Patients who are ill with milder systems are being asked to stay home and not be seen in the clinic, rather than put others at risk for infection.
The Stock Market has been infected by COVID-19
The uncertaintly of COVID-19 has led to a paralysis and sell-off in the stock market with a decline of 12% in one week.  Investors are being encourage to wait out this volatility.  Its unclear how this strategy will be affected by the uncertainty of the COVID-19 outbreak.

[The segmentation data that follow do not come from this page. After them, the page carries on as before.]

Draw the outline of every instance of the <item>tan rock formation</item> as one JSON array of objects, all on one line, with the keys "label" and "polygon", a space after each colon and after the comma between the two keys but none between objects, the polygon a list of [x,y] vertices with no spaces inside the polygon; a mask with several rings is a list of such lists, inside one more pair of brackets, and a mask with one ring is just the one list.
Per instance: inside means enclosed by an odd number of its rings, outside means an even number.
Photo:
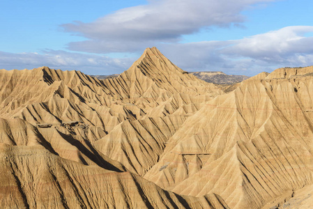
[{"label": "tan rock formation", "polygon": [[154,47],[105,80],[1,70],[0,208],[312,205],[313,67],[229,88]]}]

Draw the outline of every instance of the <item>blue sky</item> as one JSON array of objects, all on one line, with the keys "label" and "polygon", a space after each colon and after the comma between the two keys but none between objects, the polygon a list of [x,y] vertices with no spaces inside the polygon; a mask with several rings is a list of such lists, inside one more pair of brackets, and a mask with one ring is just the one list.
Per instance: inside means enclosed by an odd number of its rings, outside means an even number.
[{"label": "blue sky", "polygon": [[188,71],[313,65],[309,0],[1,1],[0,68],[109,75],[157,47]]}]

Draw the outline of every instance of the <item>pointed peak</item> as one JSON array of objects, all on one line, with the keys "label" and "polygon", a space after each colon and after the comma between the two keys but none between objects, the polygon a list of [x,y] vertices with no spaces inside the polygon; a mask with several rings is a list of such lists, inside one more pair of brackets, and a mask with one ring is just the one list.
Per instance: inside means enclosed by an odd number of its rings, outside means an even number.
[{"label": "pointed peak", "polygon": [[141,58],[144,58],[146,56],[156,56],[158,59],[167,59],[162,53],[160,52],[159,49],[157,49],[155,47],[153,47],[152,48],[146,48],[144,53],[142,54]]}]

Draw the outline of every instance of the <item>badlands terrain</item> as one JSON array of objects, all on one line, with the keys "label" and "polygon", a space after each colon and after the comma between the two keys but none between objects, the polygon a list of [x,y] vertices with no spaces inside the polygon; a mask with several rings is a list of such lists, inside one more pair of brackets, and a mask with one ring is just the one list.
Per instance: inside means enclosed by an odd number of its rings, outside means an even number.
[{"label": "badlands terrain", "polygon": [[225,89],[155,47],[103,80],[0,70],[0,208],[312,208],[313,67]]}]

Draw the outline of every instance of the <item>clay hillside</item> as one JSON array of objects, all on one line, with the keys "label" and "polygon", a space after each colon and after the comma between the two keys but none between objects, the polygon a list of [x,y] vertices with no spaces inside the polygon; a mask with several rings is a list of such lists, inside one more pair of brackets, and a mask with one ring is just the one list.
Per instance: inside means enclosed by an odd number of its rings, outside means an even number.
[{"label": "clay hillside", "polygon": [[241,82],[249,78],[248,76],[245,75],[227,75],[220,71],[191,72],[190,73],[201,80],[215,84],[231,85]]},{"label": "clay hillside", "polygon": [[[208,83],[213,83],[215,84],[231,85],[234,84],[241,82],[248,79],[250,77],[245,75],[227,75],[220,71],[210,72],[188,72],[195,75],[199,79],[204,80]],[[119,74],[113,74],[110,75],[91,75],[98,78],[98,79],[106,79],[108,78],[117,77]]]},{"label": "clay hillside", "polygon": [[155,47],[103,80],[0,70],[0,208],[310,208],[312,92],[307,67],[227,93]]}]

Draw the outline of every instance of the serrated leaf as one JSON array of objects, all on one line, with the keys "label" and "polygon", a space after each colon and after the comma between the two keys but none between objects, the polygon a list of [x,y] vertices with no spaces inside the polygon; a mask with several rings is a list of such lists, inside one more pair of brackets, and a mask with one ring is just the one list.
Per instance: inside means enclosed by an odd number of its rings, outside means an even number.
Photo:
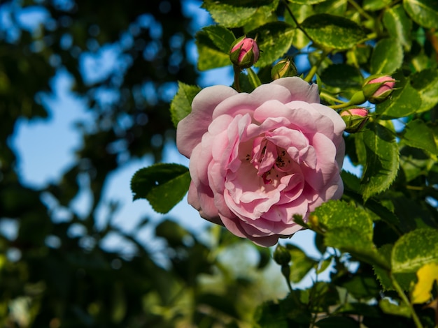
[{"label": "serrated leaf", "polygon": [[363,8],[365,10],[380,10],[391,2],[391,0],[364,0]]},{"label": "serrated leaf", "polygon": [[389,99],[376,106],[376,112],[381,115],[381,119],[404,117],[421,108],[420,94],[411,86],[409,79],[398,83],[396,87],[397,90],[393,92]]},{"label": "serrated leaf", "polygon": [[403,7],[418,24],[428,28],[438,28],[438,1],[403,0]]},{"label": "serrated leaf", "polygon": [[406,125],[402,142],[438,155],[433,131],[421,119],[414,119]]},{"label": "serrated leaf", "polygon": [[392,74],[402,63],[403,48],[400,43],[393,38],[382,39],[377,43],[371,55],[371,73]]},{"label": "serrated leaf", "polygon": [[197,66],[199,70],[231,65],[229,55],[216,47],[206,32],[199,31],[196,33],[195,39],[199,55]]},{"label": "serrated leaf", "polygon": [[220,25],[210,25],[202,29],[218,48],[228,54],[231,45],[236,40],[233,32]]},{"label": "serrated leaf", "polygon": [[158,213],[167,213],[184,197],[190,184],[188,168],[158,163],[139,170],[131,180],[134,200],[148,200]]},{"label": "serrated leaf", "polygon": [[438,283],[438,262],[424,264],[417,271],[418,281],[412,291],[411,301],[414,304],[425,303],[432,298],[430,292],[435,281]]},{"label": "serrated leaf", "polygon": [[438,70],[428,68],[415,73],[411,84],[420,95],[421,106],[417,113],[426,112],[438,104]]},{"label": "serrated leaf", "polygon": [[360,181],[364,200],[389,188],[399,168],[398,145],[393,131],[373,123],[362,135],[366,163]]},{"label": "serrated leaf", "polygon": [[294,28],[283,22],[266,24],[248,32],[248,36],[255,38],[261,51],[255,66],[264,67],[271,65],[285,54],[292,45]]},{"label": "serrated leaf", "polygon": [[397,40],[404,49],[411,49],[412,21],[402,5],[388,8],[383,15],[383,24],[393,39]]},{"label": "serrated leaf", "polygon": [[363,77],[355,67],[345,64],[332,64],[327,67],[320,79],[328,86],[346,89],[360,89]]},{"label": "serrated leaf", "polygon": [[316,14],[306,18],[302,27],[317,44],[334,49],[348,49],[365,38],[363,29],[347,18]]},{"label": "serrated leaf", "polygon": [[181,119],[190,114],[192,101],[200,91],[201,88],[198,86],[178,82],[178,92],[170,103],[170,114],[175,127]]},{"label": "serrated leaf", "polygon": [[404,303],[397,305],[390,301],[389,299],[383,299],[379,301],[379,306],[384,313],[411,318],[411,309]]},{"label": "serrated leaf", "polygon": [[239,27],[247,24],[257,12],[270,13],[276,8],[278,0],[204,0],[201,6],[213,19],[225,27]]},{"label": "serrated leaf", "polygon": [[393,272],[415,273],[428,263],[438,262],[438,230],[421,228],[402,236],[391,256]]}]

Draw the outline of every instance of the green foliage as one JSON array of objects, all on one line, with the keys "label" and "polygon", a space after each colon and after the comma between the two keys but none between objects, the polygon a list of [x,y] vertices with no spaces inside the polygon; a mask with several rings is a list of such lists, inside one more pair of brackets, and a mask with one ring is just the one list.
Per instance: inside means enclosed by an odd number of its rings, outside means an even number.
[{"label": "green foliage", "polygon": [[187,167],[158,163],[139,170],[132,177],[134,200],[147,199],[158,213],[167,213],[184,197],[190,184]]}]

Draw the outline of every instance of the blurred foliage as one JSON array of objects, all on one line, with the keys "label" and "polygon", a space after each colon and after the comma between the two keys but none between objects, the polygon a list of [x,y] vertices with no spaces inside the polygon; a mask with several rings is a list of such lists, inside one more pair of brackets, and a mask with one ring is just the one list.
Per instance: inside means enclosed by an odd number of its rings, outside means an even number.
[{"label": "blurred foliage", "polygon": [[[16,236],[0,230],[0,326],[250,327],[257,304],[282,290],[275,278],[260,288],[269,252],[256,252],[236,273],[220,257],[227,245],[239,248],[237,239],[222,243],[220,232],[217,240],[206,232],[216,243],[202,242],[171,221],[146,246],[137,232],[153,225],[145,218],[135,234],[124,233],[111,223],[117,203],[104,205],[107,223],[96,226],[108,176],[146,154],[160,160],[175,133],[169,90],[178,80],[196,83],[187,57],[193,22],[181,2],[2,1],[0,12],[8,22],[0,26],[0,223],[17,227]],[[32,13],[45,18],[29,29],[32,16],[21,15]],[[108,49],[115,65],[90,78],[85,59]],[[20,119],[50,119],[42,95],[55,95],[51,81],[60,71],[73,77],[71,92],[94,119],[77,124],[82,146],[62,178],[35,189],[21,183],[8,140]],[[101,92],[115,100],[101,101]],[[83,188],[92,202],[85,217],[71,207]],[[66,221],[54,220],[59,210]],[[130,253],[102,248],[114,234]]]}]

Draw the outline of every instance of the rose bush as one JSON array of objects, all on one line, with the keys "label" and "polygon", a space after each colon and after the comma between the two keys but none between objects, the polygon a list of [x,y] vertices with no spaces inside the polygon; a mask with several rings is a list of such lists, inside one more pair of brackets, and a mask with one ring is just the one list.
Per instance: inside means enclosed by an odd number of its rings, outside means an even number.
[{"label": "rose bush", "polygon": [[301,229],[323,202],[343,193],[345,123],[299,77],[251,94],[225,86],[201,91],[177,128],[190,159],[189,203],[201,216],[258,245]]}]

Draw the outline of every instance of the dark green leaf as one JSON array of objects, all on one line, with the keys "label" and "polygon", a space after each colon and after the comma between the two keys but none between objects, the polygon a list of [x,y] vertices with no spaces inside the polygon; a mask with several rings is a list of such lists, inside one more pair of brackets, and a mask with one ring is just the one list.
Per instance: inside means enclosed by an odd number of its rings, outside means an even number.
[{"label": "dark green leaf", "polygon": [[438,104],[438,70],[428,68],[414,74],[411,84],[421,98],[421,106],[416,112],[425,112]]},{"label": "dark green leaf", "polygon": [[257,36],[257,43],[262,52],[255,66],[271,65],[285,54],[292,45],[293,33],[294,28],[283,22],[268,23],[248,32],[248,36],[255,38]]},{"label": "dark green leaf", "polygon": [[416,23],[424,27],[438,28],[438,1],[403,0],[403,6]]},{"label": "dark green leaf", "polygon": [[170,114],[175,127],[181,119],[190,114],[192,101],[200,91],[201,88],[197,86],[178,82],[178,92],[170,104]]},{"label": "dark green leaf", "polygon": [[438,262],[438,230],[416,229],[402,236],[394,245],[394,273],[415,273],[428,263]]},{"label": "dark green leaf", "polygon": [[433,132],[421,119],[415,119],[408,123],[404,128],[402,142],[416,148],[425,149],[438,155],[438,149],[433,137]]},{"label": "dark green leaf", "polygon": [[404,303],[397,305],[392,303],[388,299],[383,299],[379,301],[379,306],[386,314],[411,318],[411,309]]},{"label": "dark green leaf", "polygon": [[409,79],[400,81],[395,87],[397,89],[391,96],[376,106],[376,112],[381,115],[382,119],[404,117],[421,109],[421,98],[418,91],[411,86]]},{"label": "dark green leaf", "polygon": [[391,74],[402,66],[403,48],[397,39],[386,38],[377,43],[371,56],[372,74]]},{"label": "dark green leaf", "polygon": [[220,25],[210,25],[202,29],[218,48],[228,54],[231,45],[236,40],[233,32]]},{"label": "dark green leaf", "polygon": [[204,31],[196,33],[196,45],[199,58],[198,69],[206,70],[218,67],[231,65],[229,55],[220,50],[210,39],[209,34]]},{"label": "dark green leaf", "polygon": [[383,24],[389,35],[394,40],[397,40],[404,49],[411,49],[412,21],[406,15],[402,5],[388,8],[383,15]]},{"label": "dark green leaf", "polygon": [[360,89],[363,82],[359,70],[345,64],[329,66],[323,71],[320,78],[325,84],[341,89]]},{"label": "dark green leaf", "polygon": [[367,158],[360,182],[365,200],[388,189],[399,168],[398,146],[393,131],[376,123],[367,127],[361,133]]},{"label": "dark green leaf", "polygon": [[134,200],[145,198],[158,213],[167,213],[184,197],[190,184],[188,169],[158,163],[139,170],[131,180]]},{"label": "dark green leaf", "polygon": [[317,14],[303,22],[302,27],[316,43],[329,48],[348,49],[365,38],[362,28],[340,16]]}]

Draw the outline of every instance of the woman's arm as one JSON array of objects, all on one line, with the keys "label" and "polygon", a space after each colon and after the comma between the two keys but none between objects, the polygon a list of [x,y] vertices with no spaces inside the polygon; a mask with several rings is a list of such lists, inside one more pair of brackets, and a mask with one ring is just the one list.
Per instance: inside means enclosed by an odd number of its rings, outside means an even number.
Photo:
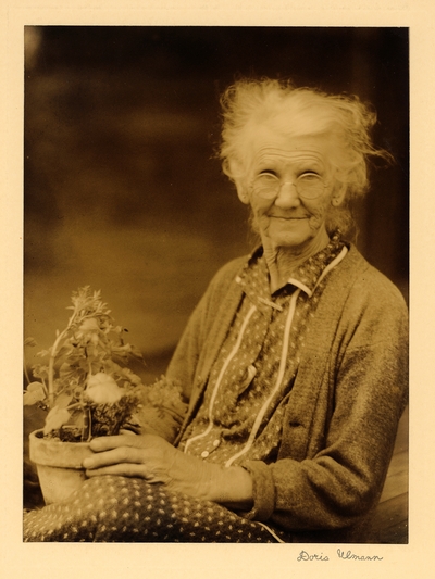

Why take your chances with face-to-face meetings during the COVID-19 outbreak?  Zoom conferencing along with 3M, the makers of surgical masks, were a few of the companies that were buffered from these declines – a sign of how fears can promote company investments.  If Zoom conferencing becomes the standard for the office meeting during the COVID-19 outbreak, they will likely achieve further gains.  Anyways, at least you don’t have to shake that guy who catches his cough or sneeze with his hands – or worse get sneezed on.
It is likely that there will be economic and sociopolitical reverberations as a fallout of this outbreak for some time.